Вдобавок, крестьяне, направляемые искушенным в военной тактике Уттермарком, успели неплохо подготовиться, устроив завалы на лесных дорогах и перекрыв подходы к усадьбе редутами из брёвен.

По образцу шведской армии нуийяпяалликко Эско - вождь «дубиноносцев», разделил своё маленькое войско на несколько руоту, по двадцать одному «дубинщику» в каждом, включая командира-«руотуместари». Но нехватка оружия, запасов пороха и пуль не позволяли противостоять превосходящим силам врага и держать оборону.
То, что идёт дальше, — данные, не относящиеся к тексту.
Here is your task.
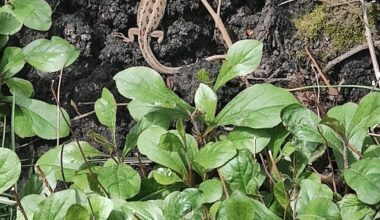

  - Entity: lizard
[115,0,181,74]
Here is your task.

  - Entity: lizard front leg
[113,27,139,43]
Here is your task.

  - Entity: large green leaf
[199,179,223,203]
[37,141,103,182]
[194,140,236,170]
[0,148,21,194]
[23,36,79,72]
[348,92,380,138]
[98,164,141,199]
[162,188,203,219]
[0,47,25,79]
[137,127,187,177]
[95,88,117,128]
[15,96,70,139]
[344,158,380,205]
[216,191,280,220]
[16,194,46,220]
[123,112,170,156]
[88,194,113,220]
[65,204,90,220]
[194,83,217,122]
[215,84,297,128]
[220,150,265,195]
[296,179,333,213]
[0,5,22,35]
[19,173,43,199]
[11,0,52,31]
[123,201,165,220]
[33,189,87,220]
[0,34,9,49]
[113,67,192,113]
[297,198,341,220]
[5,77,34,98]
[338,194,375,220]
[214,40,263,91]
[227,127,271,154]
[149,167,182,185]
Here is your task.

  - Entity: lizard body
[116,0,180,74]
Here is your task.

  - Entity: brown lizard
[115,0,181,74]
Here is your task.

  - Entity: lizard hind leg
[149,30,164,44]
[113,27,139,43]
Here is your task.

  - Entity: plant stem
[11,188,28,220]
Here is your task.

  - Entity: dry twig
[201,0,232,47]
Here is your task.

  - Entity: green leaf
[95,88,117,129]
[5,77,34,98]
[319,117,347,140]
[0,5,22,35]
[220,151,265,195]
[113,67,192,113]
[37,141,103,182]
[123,201,165,220]
[65,204,90,220]
[88,194,113,220]
[19,174,43,198]
[338,194,375,220]
[196,69,212,85]
[281,104,324,143]
[215,84,297,128]
[11,0,52,31]
[216,191,280,220]
[344,158,380,205]
[137,127,187,177]
[214,40,263,91]
[149,167,182,185]
[0,47,25,79]
[227,127,271,154]
[0,34,9,49]
[194,83,217,122]
[123,112,170,156]
[23,36,79,72]
[33,189,86,220]
[296,179,333,213]
[15,96,70,140]
[363,145,380,158]
[0,148,21,194]
[348,92,380,138]
[199,179,223,203]
[98,164,141,199]
[297,198,341,220]
[16,194,46,220]
[327,102,358,134]
[194,140,236,170]
[162,188,203,219]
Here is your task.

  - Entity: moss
[294,3,380,60]
[294,5,327,40]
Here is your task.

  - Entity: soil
[8,0,373,155]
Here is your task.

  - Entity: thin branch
[35,164,54,194]
[11,187,28,220]
[305,46,338,96]
[322,41,380,73]
[217,169,230,199]
[259,154,276,185]
[201,0,232,47]
[360,0,380,82]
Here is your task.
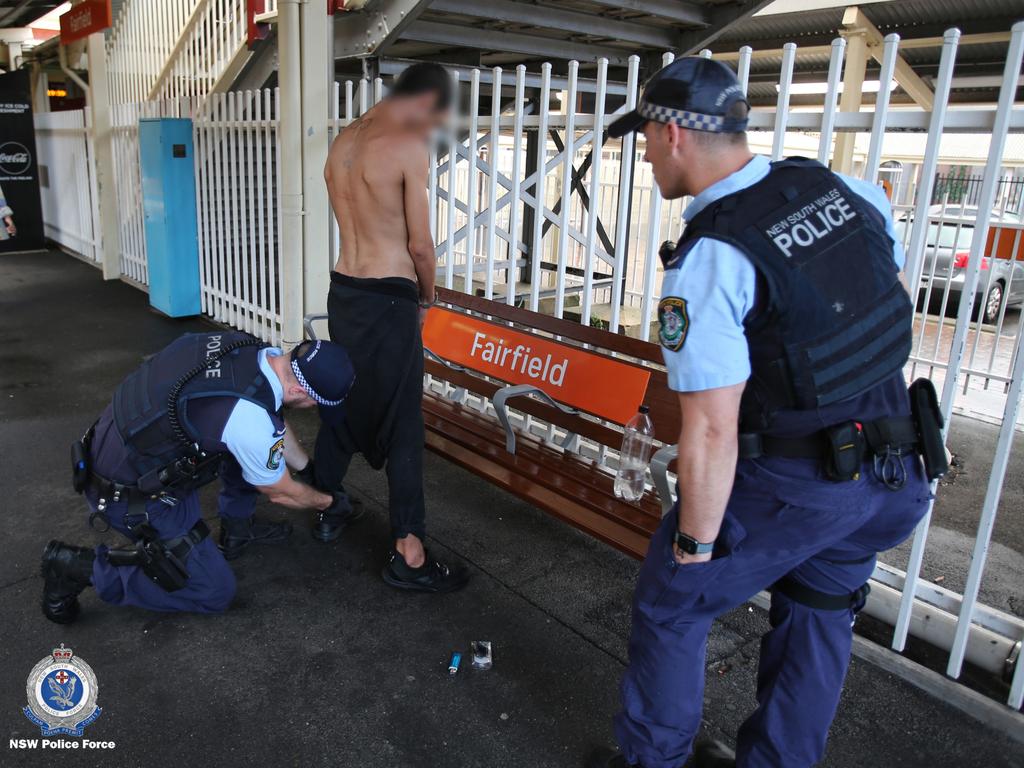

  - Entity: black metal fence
[932,174,1024,213]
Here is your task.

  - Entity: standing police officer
[42,331,354,624]
[591,57,936,768]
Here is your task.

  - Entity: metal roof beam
[328,0,430,58]
[430,0,679,50]
[840,6,935,111]
[591,0,711,27]
[713,32,1010,61]
[679,0,772,56]
[401,22,630,65]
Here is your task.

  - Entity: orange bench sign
[423,307,650,424]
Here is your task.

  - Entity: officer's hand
[295,459,316,486]
[672,544,712,565]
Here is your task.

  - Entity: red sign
[60,0,114,45]
[423,307,650,424]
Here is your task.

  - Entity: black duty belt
[164,520,210,562]
[739,416,920,489]
[88,471,179,532]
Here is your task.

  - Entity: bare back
[324,106,427,281]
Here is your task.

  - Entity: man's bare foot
[394,534,427,568]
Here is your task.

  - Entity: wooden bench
[305,289,680,557]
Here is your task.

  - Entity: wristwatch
[672,530,715,555]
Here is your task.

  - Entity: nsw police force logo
[23,643,102,736]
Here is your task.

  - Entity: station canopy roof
[344,0,1024,105]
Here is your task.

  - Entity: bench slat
[437,288,662,365]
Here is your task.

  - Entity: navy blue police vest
[113,331,283,479]
[670,158,912,432]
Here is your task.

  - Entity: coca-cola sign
[0,141,32,176]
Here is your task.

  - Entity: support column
[300,2,338,313]
[833,33,867,173]
[278,0,304,348]
[86,32,121,280]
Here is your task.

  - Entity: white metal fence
[35,110,100,261]
[36,25,1024,708]
[195,89,284,343]
[106,0,248,104]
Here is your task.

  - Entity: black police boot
[383,550,469,592]
[42,539,96,624]
[219,517,292,560]
[684,739,736,768]
[311,492,362,542]
[587,746,642,768]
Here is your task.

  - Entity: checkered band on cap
[292,360,345,408]
[637,99,725,133]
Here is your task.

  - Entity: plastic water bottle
[615,406,654,502]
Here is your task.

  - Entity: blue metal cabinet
[138,118,201,317]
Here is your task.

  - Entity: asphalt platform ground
[0,252,1024,768]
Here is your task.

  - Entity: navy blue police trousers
[86,457,259,613]
[614,457,929,768]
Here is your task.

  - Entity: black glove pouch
[907,379,949,480]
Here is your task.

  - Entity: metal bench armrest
[302,312,328,341]
[492,384,580,454]
[423,347,466,372]
[650,442,679,513]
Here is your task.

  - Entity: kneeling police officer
[42,331,354,624]
[589,57,945,768]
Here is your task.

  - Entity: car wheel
[981,283,1002,323]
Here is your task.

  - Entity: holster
[106,520,210,592]
[71,424,96,494]
[907,379,949,480]
[71,439,89,494]
[821,421,866,482]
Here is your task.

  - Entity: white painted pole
[818,37,846,166]
[86,32,121,280]
[893,22,1024,650]
[300,2,334,312]
[771,43,797,160]
[555,60,580,317]
[864,33,899,184]
[278,0,305,348]
[904,28,958,292]
[580,58,608,326]
[608,56,640,333]
[640,53,675,341]
[462,68,480,294]
[529,61,551,312]
[444,70,464,289]
[505,65,526,306]
[736,45,754,93]
[487,67,502,299]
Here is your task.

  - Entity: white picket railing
[36,25,1024,708]
[106,0,248,104]
[195,89,283,343]
[35,110,101,262]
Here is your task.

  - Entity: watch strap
[673,530,715,555]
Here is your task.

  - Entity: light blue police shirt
[220,347,285,485]
[662,155,904,392]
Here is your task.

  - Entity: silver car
[896,206,1024,323]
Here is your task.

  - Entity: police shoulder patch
[266,437,285,469]
[657,296,690,352]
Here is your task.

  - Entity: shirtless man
[313,63,468,592]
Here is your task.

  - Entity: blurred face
[643,120,687,200]
[402,92,452,136]
[285,376,316,408]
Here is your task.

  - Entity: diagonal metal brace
[492,384,580,454]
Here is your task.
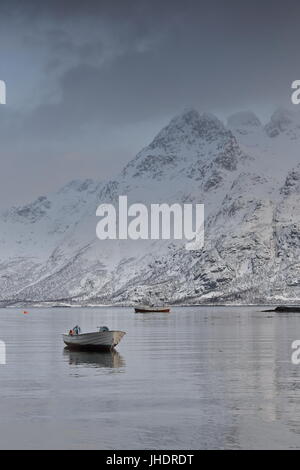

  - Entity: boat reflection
[64,348,126,369]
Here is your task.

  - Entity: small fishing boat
[134,307,170,313]
[63,327,126,351]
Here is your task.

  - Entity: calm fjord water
[0,307,300,449]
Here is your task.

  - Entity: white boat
[63,330,126,351]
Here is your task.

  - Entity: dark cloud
[0,0,300,205]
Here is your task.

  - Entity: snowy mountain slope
[0,110,300,304]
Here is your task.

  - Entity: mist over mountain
[0,109,300,305]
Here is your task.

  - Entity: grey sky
[0,0,300,207]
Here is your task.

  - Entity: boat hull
[134,307,170,313]
[63,331,125,351]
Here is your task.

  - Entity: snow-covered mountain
[0,109,300,304]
Узнав от разведчиков, что кавалерия  наступает с востока и юга, стремясь не допустить окружения, Уттермарк выделил один руоту для прикрытия. Оставив ему и весь имевшийся арсенал ружей. Прочая же часть повстанцев на лыжах спешно отступила в Йоройнен.

Отчаянно дрался аръергард Уттермарка! Шестнадцать героев-санкарит полегли в той неравной схватке.

Лишь несколько выживших с наступлением сумерек покинули  рубеж обороны и словно растворились во тьме зимней ночи.

Ворвавшиеся поутру в усадьбу всадники Ольденбурга были обескуражены, обнаружив одни только окровавленные тела и ни единой живой души за её стенами.

Яростное сопротивление тех павших в бою защитников Паайялы – в отличие от предшествующих ему безнаказанных избиений несчастных при Путкилахти и в Хяркяля, настолько смутило huovi, что они  отказывались идти дальше сквозь лес по пятам сбежавших мятежников Уттермарка, остерегаясь засады.

Решив, что и в самом деле разумнее дождаться подхода подкреплений из Виипури в лице Пиетари Юустена с его кавалерией, чем лезть прямо на рога к самому дьяволу, Ханну фон Ольденбург приказал расположиться лагерем в усадьбе Паайяла, как и Уттермарк, объявив её своей штаб-квартирой.

Получив ужасающие известия о поражении в Рантасалми, Хяркяля и Паайяле, напуганные крестьяне из Тависалми, продвигавшиеся на юг, чтобы примкнуть к восстанию, рассеялись и вернулись по своим домам.


КАК ЮССИ ПИЕТАРИ ПЕРЕХИТРИЛ

В день, когда на заснеженном поле перед Киркконмяки в Нюйстеля ещё стыла на ледяном ветру кровь обманутых и убитых Ииваром Тавастом крестьян из Рауталамми, отправленный из Кякисалми отцом его, Арвидом Тавастом, ратсулиппу Пиетари Юустена, не встретив никаких повстанцев по пути своём к Миккели, спорой рысью подошёл, наконец, к усадьбе Сайрила.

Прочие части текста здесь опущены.